End Game

Here is a bit of a philosophical question for all of you personal and aspiring to be personal trainers out there. This question probably is not too relevant for the younger members but for someone who has hit middle age I believe it is quite important.

As I said this really probably does not apply to younger people but how does someone who is middle aged or older make the determination when good enough is good enough and switch to a maintenance routine? I know this may sound dumb but does one want to risk training injuries or place un-necessary stress to joints, tendons, etc. I was working myself out a new program this morning and realized I don't know what goals to set next. I have reached or surpassed most of my beginning goals, so where to from here? I would like to gain more muscle mass but not at the expense of my back, joints and connective tissues.
 
mreik Well have you noticed any pain in your joints or other places since you've started lifting?

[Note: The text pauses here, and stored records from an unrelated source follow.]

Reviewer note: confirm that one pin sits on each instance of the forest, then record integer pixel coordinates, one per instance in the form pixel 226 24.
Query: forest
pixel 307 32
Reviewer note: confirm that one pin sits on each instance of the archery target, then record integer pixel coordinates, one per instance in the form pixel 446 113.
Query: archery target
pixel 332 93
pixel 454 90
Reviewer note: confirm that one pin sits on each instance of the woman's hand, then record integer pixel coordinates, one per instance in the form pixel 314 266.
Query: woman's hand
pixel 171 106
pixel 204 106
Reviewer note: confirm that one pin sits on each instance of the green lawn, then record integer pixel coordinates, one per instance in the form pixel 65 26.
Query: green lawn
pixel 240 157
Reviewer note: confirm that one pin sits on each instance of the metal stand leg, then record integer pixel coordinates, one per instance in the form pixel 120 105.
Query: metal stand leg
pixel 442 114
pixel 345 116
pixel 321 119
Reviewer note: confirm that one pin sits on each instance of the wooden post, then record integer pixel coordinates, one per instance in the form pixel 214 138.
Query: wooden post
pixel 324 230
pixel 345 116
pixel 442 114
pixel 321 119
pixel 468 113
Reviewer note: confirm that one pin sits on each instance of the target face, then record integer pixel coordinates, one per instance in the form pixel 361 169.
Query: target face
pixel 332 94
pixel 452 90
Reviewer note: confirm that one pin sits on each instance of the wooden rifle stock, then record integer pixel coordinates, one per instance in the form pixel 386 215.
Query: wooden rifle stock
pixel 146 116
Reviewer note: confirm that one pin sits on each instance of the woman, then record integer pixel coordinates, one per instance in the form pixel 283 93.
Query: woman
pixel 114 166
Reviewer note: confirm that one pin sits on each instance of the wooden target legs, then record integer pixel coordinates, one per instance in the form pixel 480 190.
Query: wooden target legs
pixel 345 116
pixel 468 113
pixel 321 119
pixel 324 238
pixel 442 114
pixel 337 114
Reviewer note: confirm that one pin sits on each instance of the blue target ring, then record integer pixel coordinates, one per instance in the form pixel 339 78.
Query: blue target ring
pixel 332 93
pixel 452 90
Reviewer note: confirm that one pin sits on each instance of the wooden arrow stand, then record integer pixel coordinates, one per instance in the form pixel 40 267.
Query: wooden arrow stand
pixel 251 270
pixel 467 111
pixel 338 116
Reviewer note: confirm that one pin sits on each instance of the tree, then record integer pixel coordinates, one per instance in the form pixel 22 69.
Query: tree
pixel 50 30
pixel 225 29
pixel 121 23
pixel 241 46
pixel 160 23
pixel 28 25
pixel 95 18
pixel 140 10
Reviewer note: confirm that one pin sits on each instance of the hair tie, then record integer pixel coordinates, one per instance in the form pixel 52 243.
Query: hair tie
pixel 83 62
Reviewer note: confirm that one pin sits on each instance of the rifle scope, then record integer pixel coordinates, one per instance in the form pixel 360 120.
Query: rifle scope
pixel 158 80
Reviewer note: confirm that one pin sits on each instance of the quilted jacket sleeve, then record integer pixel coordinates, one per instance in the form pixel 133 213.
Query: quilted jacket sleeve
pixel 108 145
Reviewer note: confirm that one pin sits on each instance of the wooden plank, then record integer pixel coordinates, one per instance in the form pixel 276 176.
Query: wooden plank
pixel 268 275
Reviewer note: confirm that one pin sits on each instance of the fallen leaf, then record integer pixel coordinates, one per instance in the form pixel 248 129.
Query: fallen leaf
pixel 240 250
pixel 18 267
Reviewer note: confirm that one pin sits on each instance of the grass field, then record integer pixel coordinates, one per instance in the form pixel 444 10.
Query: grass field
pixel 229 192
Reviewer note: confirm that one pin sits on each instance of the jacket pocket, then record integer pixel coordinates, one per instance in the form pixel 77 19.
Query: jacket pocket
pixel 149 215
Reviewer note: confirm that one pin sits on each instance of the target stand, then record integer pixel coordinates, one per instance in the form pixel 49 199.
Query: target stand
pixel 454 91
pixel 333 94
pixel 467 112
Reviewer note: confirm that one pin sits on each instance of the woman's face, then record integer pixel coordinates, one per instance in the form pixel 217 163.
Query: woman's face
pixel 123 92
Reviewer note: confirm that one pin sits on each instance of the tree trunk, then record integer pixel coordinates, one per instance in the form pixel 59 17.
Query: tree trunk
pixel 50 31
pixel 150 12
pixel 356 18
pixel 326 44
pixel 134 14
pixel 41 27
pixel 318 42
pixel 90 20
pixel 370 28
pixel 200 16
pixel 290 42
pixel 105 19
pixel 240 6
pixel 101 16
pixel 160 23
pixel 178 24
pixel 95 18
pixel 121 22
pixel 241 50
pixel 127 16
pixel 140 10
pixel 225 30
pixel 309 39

Just the usual back ache and little soreness in my elbows but that is not the point. The point is to know when enough is enough before you start doing damage. My original all around goal was to achieve a body like Bob Harper from The Biggest Loser. I am pretty close to getting there. (now if I could just get the my face to look like his :( ) I put this out for you Personal Trainers because I figure they must be teaching you something in college about this.
 
It varies from person to person, there is no set age to stop. And even if you are experiencing pain in joints and such, there is HRT (although I don't really recommend it). It's all in your opinion, whether it's worth it or not. You're always doing damage to your joints, young or old. You could lower your frequency to still make gains, but allow for ligaments and such to heal. <~ one option, or just do as you said on some sort of a maintenance routine.
 
I agree with Mreik. If you don't have goals, you don't know where to go with your training. I'm not sure if there really is 'enough is enough' since it's so subjective as to each individual.

One thing I do believe is middle aged men who are not competitive powerlifters don't really need to be testing for maximal strength or 1RMs. As far as tendon strengthening, it's usually done with either high reps or maximal lifting percentages.

I think for the average person the goal is to get a bit stronger and look a bit better. I hope we're not running in circles with your question.